Even fewer airports would host paying enplanements today if not for the Essential Air Service program created with the Airline Deregulation Act of 1978, which subsidized scheduled service to about 170 communities in 2020, including 60 in Alaska, at a cost of $312 million.
“The future of EAS is uncertain, as it is a frequent target of critics seeking to reduce government expenditures,” the authors wrote. “However, support of its continued existence well past its original sunset date hints at the challenging economics associated with these routes in a purely competitive market landscape.”
Electrification and automation would both contribute to cost savings that change the “challenging economics” of short-haul flights.
“In order for a system like this to be truly practical …you need to dynamically position (aircraft) remotely,” Rose said.
Ganzarski said the federal government’s original intent when building thousands of airports across the country was air travel: “They weren’t created for the small Cessna 172, Cirrus pilot, they were created to connect America.”

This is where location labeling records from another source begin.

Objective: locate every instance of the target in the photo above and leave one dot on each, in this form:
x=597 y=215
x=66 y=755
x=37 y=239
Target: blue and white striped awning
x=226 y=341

The country got connected through large metropolitan hubs instead, because “Everyone figured out the bigger the plane, the more everyone makes money.”
Ganzarski said magniX expects to have its electric airplane motor certified with paying passengers aboard by early 2023, with Harbour Air, the seaplane operator based in Vancouver, British Columbia, on track to be the first electric air travel provider in the world. Harbour Air has been flying de Havilland Beavers with magniX motors since 2019. He said the current limits of battery technology are no barrier to short-haul air travel. Batteries already available or in development could supply sufficient power for short-haul aircraft with up to 19 passengers in a few years; hydrogen fuel cells now being developed could expand passenger capacity to 40 seats or more in a few more years. Those aircraft could comfortably handle the many 200-mile flights served by Boeing 737s and Airbus A320s today.
“You can really create connectivity like it was intended to be,” Ganzarski said. Such change would increase commerce and travel, and by putting rural communities in easy reach of cities “redefine what we’re calling a suburb.”
Scaling air travel for the masses with highly automated electric aircraft would be an easy “sell” for the flying public, he said. Instead of an hourlong drive to the nearest commercial airport, allowing another hour or two to clear security, and another long car trip at the other end, a regional network could put the aircraft 15 minutes from home, with a guaranteed window or aisle seat, and a much shorter trip by ground at the destination end.
“And guess what? You’ll pay 10, 20, 30 percent less for your ticket,” Ganzarski said. “I don’t think there’s going to be a question.”